Ma se il film più sfacciatamente filosofico come Match Point non lasciava spazio all’umorismo, che ha da sempre caratterizzato il regista, in questa pellicola invece riesce a mescolarsi con temi più dark ed angosciosi. Ancora una volta è il caso l’oggetto privilegiato d’interesse, quel caso che il professore di filosofia Abe Lucas considera dominante nella vita degli esseri umani. Il professore – con il volto di Joaquin Phoenix, che sfodera una pancia da alcolizzato ottenuta appositamente per il film, ma non per questo meno affascinante – arriva in un piccolo college portandosi dietro la fama di genio maledetto ed incantando le donne della città. In particolare Rita Richards, interpretata dalla “Queen of the Indies” Parker Posey, collega irriverente ed infelice e Jill Pollard, un’Emma Stone come sempre radiosa, alla seconda prova col regista, pronta ad abbandonare il ragazzo di una vita Roy (Jamie Blackley), per seguire il sogno romantico di salvare il professor Lucas dal turbine della depressione.

Il protagonista vive una situazione stagnante, con la fiaschetta di whisky sempre in mano, si nutre di caffè nero e depressione e non fa niente per nascondere il suo pessimismo e la sua angoscia, ma il caso è dietro l’angolo ed è pronto a sconvolgere le vite dei personaggi. Li vediamo rotolare lungo una strada già scritta ma non per questo banale, su cui Abe Lucas si illude solo momentaneamente di poter intervenire.

Troviamo un Woody Allen luminoso, nonostante i temi cupi, che fa ridere e sorridere ma che ci permette anche di pensare, stuzzicando corde intellettuali ed incuriosendo con le citazioni di Sartre o Dostoevskij.

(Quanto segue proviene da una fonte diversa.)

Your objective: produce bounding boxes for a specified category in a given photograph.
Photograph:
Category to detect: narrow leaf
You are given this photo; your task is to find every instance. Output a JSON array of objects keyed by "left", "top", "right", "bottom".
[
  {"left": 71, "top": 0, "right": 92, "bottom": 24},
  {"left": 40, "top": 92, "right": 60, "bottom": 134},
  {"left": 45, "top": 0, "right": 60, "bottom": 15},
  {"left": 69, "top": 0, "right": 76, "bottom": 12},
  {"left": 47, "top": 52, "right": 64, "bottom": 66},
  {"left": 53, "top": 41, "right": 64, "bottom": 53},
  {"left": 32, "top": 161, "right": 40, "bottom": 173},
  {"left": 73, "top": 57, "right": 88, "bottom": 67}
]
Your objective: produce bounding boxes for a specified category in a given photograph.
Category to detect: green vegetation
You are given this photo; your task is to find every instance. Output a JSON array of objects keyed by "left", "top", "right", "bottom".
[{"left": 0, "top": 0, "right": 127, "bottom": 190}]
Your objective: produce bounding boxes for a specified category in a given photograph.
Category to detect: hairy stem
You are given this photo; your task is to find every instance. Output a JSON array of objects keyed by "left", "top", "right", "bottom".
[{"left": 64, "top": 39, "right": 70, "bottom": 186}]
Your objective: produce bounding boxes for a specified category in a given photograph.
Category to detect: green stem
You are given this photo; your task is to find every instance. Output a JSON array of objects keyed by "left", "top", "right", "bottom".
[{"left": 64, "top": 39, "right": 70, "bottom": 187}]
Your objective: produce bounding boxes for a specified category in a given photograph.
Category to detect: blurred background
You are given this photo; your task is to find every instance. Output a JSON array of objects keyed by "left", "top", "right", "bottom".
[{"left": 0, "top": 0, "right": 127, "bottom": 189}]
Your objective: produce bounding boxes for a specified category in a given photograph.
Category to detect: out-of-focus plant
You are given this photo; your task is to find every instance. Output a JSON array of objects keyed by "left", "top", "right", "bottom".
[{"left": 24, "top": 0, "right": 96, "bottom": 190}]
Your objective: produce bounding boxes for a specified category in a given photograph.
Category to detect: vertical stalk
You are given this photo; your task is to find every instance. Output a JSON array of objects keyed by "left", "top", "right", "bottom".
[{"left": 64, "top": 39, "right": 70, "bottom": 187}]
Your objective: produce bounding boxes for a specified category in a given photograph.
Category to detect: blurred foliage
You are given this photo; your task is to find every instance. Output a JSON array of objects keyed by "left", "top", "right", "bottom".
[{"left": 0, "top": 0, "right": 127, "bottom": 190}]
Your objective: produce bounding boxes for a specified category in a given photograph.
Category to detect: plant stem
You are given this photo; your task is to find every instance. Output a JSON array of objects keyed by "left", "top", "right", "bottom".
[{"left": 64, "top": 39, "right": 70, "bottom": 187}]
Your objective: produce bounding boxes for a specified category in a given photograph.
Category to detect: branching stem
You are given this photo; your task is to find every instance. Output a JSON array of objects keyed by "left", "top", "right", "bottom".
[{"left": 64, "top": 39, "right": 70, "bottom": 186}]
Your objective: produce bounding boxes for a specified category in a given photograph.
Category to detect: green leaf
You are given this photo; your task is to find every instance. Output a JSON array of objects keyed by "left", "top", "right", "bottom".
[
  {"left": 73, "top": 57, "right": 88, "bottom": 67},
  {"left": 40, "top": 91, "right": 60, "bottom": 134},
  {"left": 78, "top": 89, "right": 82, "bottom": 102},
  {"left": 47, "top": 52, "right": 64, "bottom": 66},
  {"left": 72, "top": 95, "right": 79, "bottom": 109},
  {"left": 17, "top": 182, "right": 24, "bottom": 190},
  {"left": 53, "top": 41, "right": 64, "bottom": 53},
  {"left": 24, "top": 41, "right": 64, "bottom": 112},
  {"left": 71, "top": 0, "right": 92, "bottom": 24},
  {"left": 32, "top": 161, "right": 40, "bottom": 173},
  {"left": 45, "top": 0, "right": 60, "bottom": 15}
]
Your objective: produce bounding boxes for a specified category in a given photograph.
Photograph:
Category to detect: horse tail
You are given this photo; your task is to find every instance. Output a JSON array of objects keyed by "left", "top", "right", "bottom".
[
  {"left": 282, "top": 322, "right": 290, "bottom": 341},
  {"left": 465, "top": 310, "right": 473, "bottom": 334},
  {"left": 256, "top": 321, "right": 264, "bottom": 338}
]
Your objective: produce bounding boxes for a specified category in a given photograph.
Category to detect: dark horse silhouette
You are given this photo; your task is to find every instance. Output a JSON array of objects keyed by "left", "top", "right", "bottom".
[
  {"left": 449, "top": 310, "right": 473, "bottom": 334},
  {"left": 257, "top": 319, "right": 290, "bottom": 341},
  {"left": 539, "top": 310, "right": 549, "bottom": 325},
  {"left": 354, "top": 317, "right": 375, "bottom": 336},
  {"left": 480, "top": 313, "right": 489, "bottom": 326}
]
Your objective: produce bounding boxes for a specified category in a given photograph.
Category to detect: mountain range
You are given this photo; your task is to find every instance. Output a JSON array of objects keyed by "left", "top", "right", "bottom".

La luce grigia dello Stato del Rhode Island scivola sui personaggi, dando una morbidezza che contrasta con le tribolate menti dei personaggi, alla tipica maniera di Allen, complessi, verbosi e sostanzialmente infelici. Allen ha dichiarato «Provo interesse per realtà depresse che si annidano in me. In realtà si annidano in ogni artista o pensatore in tutti i sensi, ma io le affronto dal mio personale punto di vista». E il suo punto di vista ci piace, per la capacità di mischiare piani diversi e di coinvolgerci. La sua è quella “complessità intrinseca” che il regista ha dichiarato appartenere a Joaquin Phoenix e che deriva da vite piene e a volte difficili ma che danno spessore a ciò che producono.